今回は靴職人/アーティスト、Noriyuki Misawaの新作シリーズ映像の為に制作。
音楽を「靴」で表現した三澤氏の作品映像に、5つのドローン・アンビエントの構成で映像を彩り、広がりを加えている。
映像の撮影場所は、広島県の尾道。
かつて尾道の山手では、神社仏閣以外の建物を建てる事は許されなかったという。
そんななか特例的に建てることが許されたのが今回の映像にある「出雲屋敷」と呼ばれた建物。
出雲国松江藩の役人が綿や御用塩、銀などの交易のために滞在する詰め所として使われていたらしい。
江戸時代に建てられた「出雲屋敷」は、
数寄屋建築の研究における第一人者として知られた建築家・中村昌生が、2013年に現在の一棟貸しの施設へと再生させた。
そのような風情ある建物に靴が置かれている空間。
そこに音楽を溶け込ませることを追求し、その結果、時間軸を戻す「逆再生」を施することで求める音が実現されている。
靴作品と凛とした空間に調和したサウンドを、
はるか昔の人々の交流に思いを馳せながら、聴いて欲しい。
・映像
https://www.youtube.com/watch?v=sla_nbWPpH8
・靴作品について
タップダンサーのための靴を制作して以来、靴で音楽を奏でるという着想から始まった、
東京を拠点に活躍する靴職人/アーティスト 三澤則行の作品「MUSICシリーズ」。
バイオリン、ピアノ、クラリネットとアプローチする楽器を変えながら、
三澤は楽器のパーツから、あるいは楽器の音から受け取った印象を「靴」という形に変えてきた。
シリーズの制作中に始まった新型ウイルスの感染拡大により、
海外渡航が日常でなくなった今、シリーズ作品発表の場として三澤が選んだのが、広島県尾道だった。
小津安二郎、大林宣彦をはじめ、多くの映画監督を魅了し、映画作品の舞台となってきた尾道。
その歴史を見守ってきた出雲屋敷(せとうち湊のやど)が展示会場だ。和風建築の屋敷に、西洋の靴を置く。

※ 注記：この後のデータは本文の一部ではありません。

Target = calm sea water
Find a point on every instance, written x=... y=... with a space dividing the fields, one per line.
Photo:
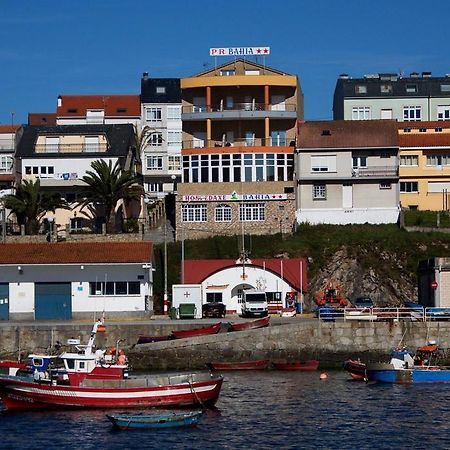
x=263 y=410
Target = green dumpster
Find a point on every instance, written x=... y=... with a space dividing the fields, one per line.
x=173 y=313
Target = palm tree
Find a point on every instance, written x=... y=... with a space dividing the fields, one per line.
x=106 y=186
x=30 y=204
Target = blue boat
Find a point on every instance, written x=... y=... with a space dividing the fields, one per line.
x=403 y=368
x=161 y=420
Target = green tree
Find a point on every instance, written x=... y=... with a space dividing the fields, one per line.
x=106 y=185
x=30 y=204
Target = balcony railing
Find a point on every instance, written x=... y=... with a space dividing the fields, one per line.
x=71 y=148
x=240 y=142
x=375 y=171
x=248 y=106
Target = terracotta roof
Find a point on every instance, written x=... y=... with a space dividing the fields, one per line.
x=114 y=105
x=77 y=253
x=9 y=128
x=424 y=140
x=347 y=134
x=424 y=124
x=196 y=271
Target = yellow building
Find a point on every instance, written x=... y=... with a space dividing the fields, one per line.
x=425 y=165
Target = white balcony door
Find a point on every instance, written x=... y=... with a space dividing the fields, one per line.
x=347 y=196
x=199 y=139
x=278 y=103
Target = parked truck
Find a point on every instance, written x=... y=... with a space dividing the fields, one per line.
x=254 y=303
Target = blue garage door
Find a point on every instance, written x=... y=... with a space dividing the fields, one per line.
x=52 y=301
x=4 y=301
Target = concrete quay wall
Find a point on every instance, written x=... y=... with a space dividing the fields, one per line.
x=331 y=343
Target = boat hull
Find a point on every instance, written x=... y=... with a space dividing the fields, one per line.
x=18 y=393
x=310 y=365
x=149 y=421
x=243 y=365
x=259 y=323
x=417 y=375
x=213 y=329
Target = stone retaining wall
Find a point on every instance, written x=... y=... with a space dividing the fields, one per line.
x=331 y=343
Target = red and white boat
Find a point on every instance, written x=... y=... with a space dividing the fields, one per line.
x=250 y=324
x=311 y=364
x=210 y=329
x=96 y=379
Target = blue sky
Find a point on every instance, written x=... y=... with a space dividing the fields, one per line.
x=49 y=48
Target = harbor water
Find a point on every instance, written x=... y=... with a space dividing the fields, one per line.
x=263 y=410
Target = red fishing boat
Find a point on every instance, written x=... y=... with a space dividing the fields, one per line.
x=311 y=364
x=92 y=378
x=259 y=323
x=211 y=329
x=146 y=339
x=258 y=364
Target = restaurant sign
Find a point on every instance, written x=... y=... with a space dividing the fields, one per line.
x=239 y=51
x=233 y=197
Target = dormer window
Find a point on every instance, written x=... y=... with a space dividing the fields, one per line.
x=361 y=89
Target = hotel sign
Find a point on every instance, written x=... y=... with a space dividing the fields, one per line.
x=239 y=51
x=233 y=197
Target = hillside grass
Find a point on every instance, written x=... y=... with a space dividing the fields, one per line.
x=318 y=243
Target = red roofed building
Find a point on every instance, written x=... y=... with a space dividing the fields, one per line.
x=75 y=280
x=223 y=280
x=425 y=165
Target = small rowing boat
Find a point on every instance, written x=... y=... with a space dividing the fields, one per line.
x=258 y=364
x=249 y=325
x=311 y=364
x=162 y=420
x=211 y=329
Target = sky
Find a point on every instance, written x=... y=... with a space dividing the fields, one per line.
x=51 y=48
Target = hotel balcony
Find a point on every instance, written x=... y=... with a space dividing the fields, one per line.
x=239 y=142
x=239 y=111
x=71 y=148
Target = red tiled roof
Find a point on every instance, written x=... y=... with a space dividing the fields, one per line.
x=424 y=124
x=110 y=103
x=9 y=128
x=76 y=253
x=424 y=140
x=196 y=271
x=347 y=134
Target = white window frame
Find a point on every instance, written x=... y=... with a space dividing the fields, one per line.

展示された作品は、ときに室礼のようであり、ときに逗留したであろう文人墨客の面影を偲ばせる。
時間も音楽も、目には見えずに消えていく。
けれど、その余韻は、確かにそこに留まっているのかもしれない。
音楽を「靴」で表現したMUSICシリーズを日本家屋に展示した三澤の試みは、見るものを不思議な世界に誘っている。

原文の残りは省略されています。